View or download the complete implementation: cassandra.ts

Exercises

  1. A social media analytics platform ingests 100K events/second. Each event is a timestamp + user ID + metric. Would you recommend Cassandra? Why?
  2. Your startup needs a database for a multiplayer game leaderboard. Cassandra or Redis? Justify.
  3. What monitoring metrics would you track to detect Cassandra compaction issues before they cause an outage?

👁️ View Solutions

  1. Yes — this is the ideal Cassandra use case. Time-series data with high write volume. Use TWCS compaction with a 1-day window. Set RF=3 and CL=QUORUM for writes. Reads can be CL=ONE since analytics queries tolerate staleness.
  2. Cassandra is not the best choice for leaderboards. Redis’s sorted sets (ZADD/ZRANGE) provide sub-millisecond leaderboard operations. Cassandra would require a custom implementation using counters or a materialized view, with higher latency. Use Redis for the leaderboard and Cassandra for event persistence.
  3. Key metrics: (a) Pending compaction tasks — if this grows, nodes fall behind. (b) Disk space before/after compaction — if SSTables aren’t shrinking, compaction is stuck. (c) Read latency p99 — stale compaction causes reads to scan more SSTables. (d) GC pause time — compaction triggers GC, GC triggers node timeouts.

✏️ Exercises

Apache Cassandra — Exercises

Exercise 1

You have a 6-node Cassandra cluster with RF=3. Node A is the coordinator for a write to key K with CL=QUORUM. The replicas are Nodes B, C, D. Node C is down. How many nodes must acknowledge the write for it to succeed? Which nodes?

Exercise 2

Describe the sequence of events when a Cassandra read at CL=QUORUM discovers that one of the three replicas has a stale value. What happens to the stale replica? What happens to the client?

Exercise 3

Cassandra’s hinted handoff stores hints on the coordinator. If the coordinator fails before delivering the hints, what happens? How does this differ from Riak’s approach?

Exercise 4

A developer configures R+W ≤ RF (e.g., W=ONE, R=ONE with RF=3). They expect “eventual consistency.” Describe a scenario where a read returns a value that was explicitly overwritten 10 seconds ago.


👁️ View Solutions

  1. QUORUM = floor(3/2)+1 = 2 nodes. The write succeeds if 2 of the 3 replicas (B, C, D) acknowledge. Since C is down, the coordinator sends to B and D. If both are up: ok: true. The coordinator also stores a hint for C, to be delivered when C recovers.
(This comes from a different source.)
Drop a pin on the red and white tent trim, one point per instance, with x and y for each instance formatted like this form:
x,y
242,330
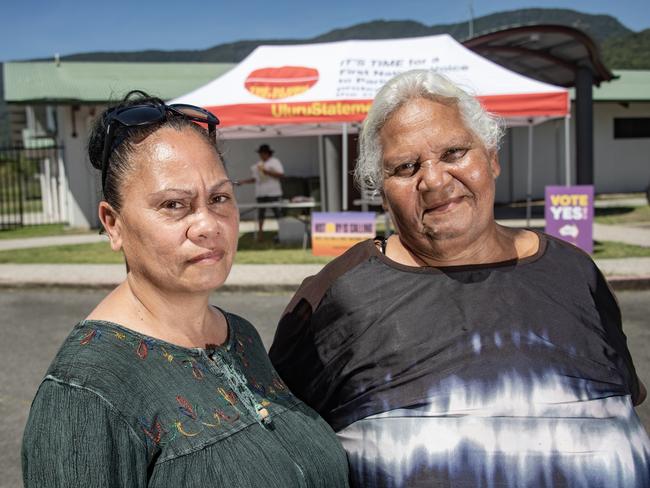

  2. (a) The coordinator sends read requests to all RF replicas. (b) Two replicas return value=v2 @ ts=100. One returns value=v1 @ ts=50. (c) The coordinator sees ts=100 > ts=50 and returns v2 to the client. (d) In the background, the coordinator sends a write to the stale replica: SET key=v2 @ ts=100. (e) Subsequent reads from any replica return v2. The client sees the latest value immediately. The repair is asynchronous from the client’s perspective.

  3. The hints are lost. Cassandra’s hinted handoff is stored locally. If the coordinator crashes before delivering them, the data is gone. Riak’s approach is similar — both rely on the coordinator surviving. Neither provides durable hinted handoff. This is why read repair is essential: it catches the inconsistency on the next read.

  4. Scenario: A user updates their profile (SET name="Alice" → written to Node A only with CL=ONE). Before replication propagates, another user reads from Node B (which still has name="Alice (old)"). The read succeeds at CL=ONE (only Node B needs to respond) and returns the stale value. Even though the write was 10 seconds ago, gossip may not have propagated yet. This is “eventual” — there is no time guarantee.